A Charming Marriage Casket

This rectangular marriage casket or knot box stands on four ball feet. The front, back and lid are finely engraved with cartouches surrounded by foliate scrolls. Each cartouche features an elegant couple. Below the cartouche with the couple on the domed and hinged lid, a second cartouche is engraved with the text: "Getrou tot in de Dood" (Faithful until death). The sides of the casket are engraved with fruit bunches hanging from ribbons. On the lid is a hinged handle composed of several fish holding each other's tails.
A marriage casket was a valuable gift from a man to the woman he wanted to marry. 

Knot Box

The term knot casket or knot box derives from an old Frisian custom for proposing marriage. A young man would tie silver coins loosely in an embroidered linen cloth. Carrying this ‘knotting cloth’, he would walk past the young lady who had caught his eye. The clinking of the coins in the cloth would give the woman some idea as to whether the man had the means to look after her. If she agreed to the match, she would tighten the knot. If she did not, the man could go on his way without losing too much face.

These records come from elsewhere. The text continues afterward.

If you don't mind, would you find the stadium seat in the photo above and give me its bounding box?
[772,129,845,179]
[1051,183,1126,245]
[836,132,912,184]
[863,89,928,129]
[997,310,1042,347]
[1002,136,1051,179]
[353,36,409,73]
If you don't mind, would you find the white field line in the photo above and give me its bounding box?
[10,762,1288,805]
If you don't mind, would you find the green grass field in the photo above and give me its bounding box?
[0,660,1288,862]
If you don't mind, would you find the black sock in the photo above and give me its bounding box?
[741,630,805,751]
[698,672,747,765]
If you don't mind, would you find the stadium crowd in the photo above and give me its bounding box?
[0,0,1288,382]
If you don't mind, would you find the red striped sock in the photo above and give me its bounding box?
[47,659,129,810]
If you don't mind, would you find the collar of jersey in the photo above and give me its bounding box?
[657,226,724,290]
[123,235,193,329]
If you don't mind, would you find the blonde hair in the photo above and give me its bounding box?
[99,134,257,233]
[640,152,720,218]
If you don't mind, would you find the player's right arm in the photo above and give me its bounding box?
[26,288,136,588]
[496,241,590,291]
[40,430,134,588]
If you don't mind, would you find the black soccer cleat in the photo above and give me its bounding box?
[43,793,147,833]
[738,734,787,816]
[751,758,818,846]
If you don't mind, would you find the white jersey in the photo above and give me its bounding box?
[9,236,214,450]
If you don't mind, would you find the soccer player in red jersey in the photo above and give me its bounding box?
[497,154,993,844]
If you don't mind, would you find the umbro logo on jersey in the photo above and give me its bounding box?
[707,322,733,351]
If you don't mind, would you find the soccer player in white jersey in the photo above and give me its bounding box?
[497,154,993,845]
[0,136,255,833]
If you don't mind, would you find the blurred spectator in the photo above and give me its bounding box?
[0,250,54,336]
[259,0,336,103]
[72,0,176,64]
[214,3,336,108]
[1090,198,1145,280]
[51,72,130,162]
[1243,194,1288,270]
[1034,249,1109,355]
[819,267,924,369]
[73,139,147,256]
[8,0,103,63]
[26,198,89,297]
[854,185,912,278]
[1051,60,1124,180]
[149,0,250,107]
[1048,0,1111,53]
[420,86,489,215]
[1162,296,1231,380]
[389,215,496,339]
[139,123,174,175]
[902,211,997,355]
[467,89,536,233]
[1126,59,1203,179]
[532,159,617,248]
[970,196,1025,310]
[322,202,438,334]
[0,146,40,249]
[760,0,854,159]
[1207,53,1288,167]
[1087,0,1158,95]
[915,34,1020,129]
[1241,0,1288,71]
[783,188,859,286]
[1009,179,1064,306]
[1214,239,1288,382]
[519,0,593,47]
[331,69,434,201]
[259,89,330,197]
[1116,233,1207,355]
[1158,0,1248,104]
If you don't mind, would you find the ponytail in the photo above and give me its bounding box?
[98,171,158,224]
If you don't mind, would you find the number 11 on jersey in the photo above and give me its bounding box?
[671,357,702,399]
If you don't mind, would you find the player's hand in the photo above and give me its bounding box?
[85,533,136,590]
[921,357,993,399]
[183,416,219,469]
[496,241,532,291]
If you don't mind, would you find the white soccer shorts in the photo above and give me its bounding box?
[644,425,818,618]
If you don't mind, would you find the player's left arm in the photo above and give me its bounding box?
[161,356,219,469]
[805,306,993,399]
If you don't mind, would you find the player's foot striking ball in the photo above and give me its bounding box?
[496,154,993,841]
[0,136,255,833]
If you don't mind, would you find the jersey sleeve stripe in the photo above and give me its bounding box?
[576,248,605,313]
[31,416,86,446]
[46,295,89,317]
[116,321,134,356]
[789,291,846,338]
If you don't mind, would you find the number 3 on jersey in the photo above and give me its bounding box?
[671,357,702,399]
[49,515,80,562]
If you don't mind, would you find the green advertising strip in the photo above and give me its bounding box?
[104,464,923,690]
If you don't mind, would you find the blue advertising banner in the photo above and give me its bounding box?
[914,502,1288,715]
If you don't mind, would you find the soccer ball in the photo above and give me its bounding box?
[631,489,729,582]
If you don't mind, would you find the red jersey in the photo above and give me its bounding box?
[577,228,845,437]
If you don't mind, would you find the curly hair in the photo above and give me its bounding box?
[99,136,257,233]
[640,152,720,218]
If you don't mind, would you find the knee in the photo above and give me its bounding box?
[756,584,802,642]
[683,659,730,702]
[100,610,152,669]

In wealthy and aristocratic families the knotting cloth would be replaced by a miniature silver casket or box—the knot box.  As the box was proffered, the young man would recite this little verse:

Wotte ? sa wotte
Sa heste de knotte
Wost it net dwaen
Den kinst my de knotte werjaen

Will you?—If you will 
Then keep the knotting cloth 
If you will not 
You must give the knot back to me

This gave the lady in question far more say in the matter than had previously been customary. For centuries a woman was the property of a man throughout her life, belonging first to her father and later to her husband. Old matrimonial laws record how the price for the transfer of ownership of a young woman could be arrived at. Gradually, however, women were given more say in the choice of their marriage partner, even though marriages were still arranged. What had been a selling price became the bride’s dowry.
Most knot boxes are rectangular and take the form of a miniature wedding casket with a domed lid. The little box was valuable in its own right, as it is made of silver—like the coins that would be placed in it.